2. L’adoption des pratiques spécifiques en environnement incertain : proposition

La littérature issue de la théorie des coûts de transaction identifie des moyens pour résoudre le problème du hold-up en proposant différents choix de structure de gouvernance selon les caractéristiques de la transaction (incertitude, fréquence, actifs spécifiques). Sur cette base de l’hypothèse d’alignement, la théorie postule que lorsque le risque de hold-up est élevé du fait de l’existence d’actifs spécifiques dans la transaction, les arrangements contractuels voire l’intégration verticale peuvent être préférables aux arrangements sur le marché (Riordan et Williamson, 1985). Une large littérature empirique s’est développée pour tester les propositions exposées dans le cadre de cette théorie (voir Shelanski et Klein, 1995, pour une revue de la littérature).

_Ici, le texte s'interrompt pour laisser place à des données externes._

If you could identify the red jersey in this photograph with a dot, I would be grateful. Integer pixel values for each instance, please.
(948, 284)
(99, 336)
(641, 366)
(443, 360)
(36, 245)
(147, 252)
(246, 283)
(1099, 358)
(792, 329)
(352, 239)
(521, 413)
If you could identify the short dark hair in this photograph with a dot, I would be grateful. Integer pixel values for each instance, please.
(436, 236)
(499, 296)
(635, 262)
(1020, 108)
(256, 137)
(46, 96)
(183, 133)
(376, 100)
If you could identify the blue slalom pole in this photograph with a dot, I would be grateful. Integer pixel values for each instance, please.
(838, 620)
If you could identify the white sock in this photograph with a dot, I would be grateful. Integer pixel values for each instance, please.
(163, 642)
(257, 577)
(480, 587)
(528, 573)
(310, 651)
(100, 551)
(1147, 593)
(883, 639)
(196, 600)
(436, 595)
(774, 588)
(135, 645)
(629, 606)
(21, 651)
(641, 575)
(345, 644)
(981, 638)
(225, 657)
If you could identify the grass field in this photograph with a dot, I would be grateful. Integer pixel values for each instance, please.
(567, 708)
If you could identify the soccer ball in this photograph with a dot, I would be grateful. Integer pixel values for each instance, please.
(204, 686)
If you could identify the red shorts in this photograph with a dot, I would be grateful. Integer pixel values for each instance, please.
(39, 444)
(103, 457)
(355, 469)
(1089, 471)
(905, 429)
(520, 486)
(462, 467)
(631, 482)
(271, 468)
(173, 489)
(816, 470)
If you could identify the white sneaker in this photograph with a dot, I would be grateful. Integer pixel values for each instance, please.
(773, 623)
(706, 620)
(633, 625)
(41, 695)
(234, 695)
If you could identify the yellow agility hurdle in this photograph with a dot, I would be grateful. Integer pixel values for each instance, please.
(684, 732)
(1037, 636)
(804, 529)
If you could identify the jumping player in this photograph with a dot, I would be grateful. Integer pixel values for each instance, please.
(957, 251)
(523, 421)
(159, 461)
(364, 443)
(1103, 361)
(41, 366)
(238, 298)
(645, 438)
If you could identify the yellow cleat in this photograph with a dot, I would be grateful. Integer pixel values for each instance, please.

Cependant dans la plupart de ces études, les actifs spécifiques sont traités comme des variables exogènes au choix de la structure de gouvernance. Or Masten (1995) souligne que le niveau de spécificité des actifs et l’échelle de l’investissement dans ces actifs spécifiques, qui déterminent la quasi-rente appropriable, sont également des variables de décision et doivent donc être traitées de manière endogène. Suite à cette proposition de Masten, Saussier (2000) intègre donc dans son modèle économétrique les variables de choix de gouvernance et la décision d’investir en actifs spécifiques comme des variables endogènes.

Tout suivant cette littérature, nous souhaitons aller plus loin en proposant que la décision de mettre en place des investissements spécifiques n’est pas seulement endogène mais également séquentielle. En effet les récents développements des théories des contrats s’inspirant de la théorie des jeux, montre que le problème de hold-up peut être résolu par la séquentialité des investissements. L’hypothèse de séquentialité des décisions apparaît alors comme un nouvel élément de compréhension dans l’étude des mécanismes d’exécution des arrangements contractuels intégrant la mise en place d’actifs spécifiques en environnement incertain.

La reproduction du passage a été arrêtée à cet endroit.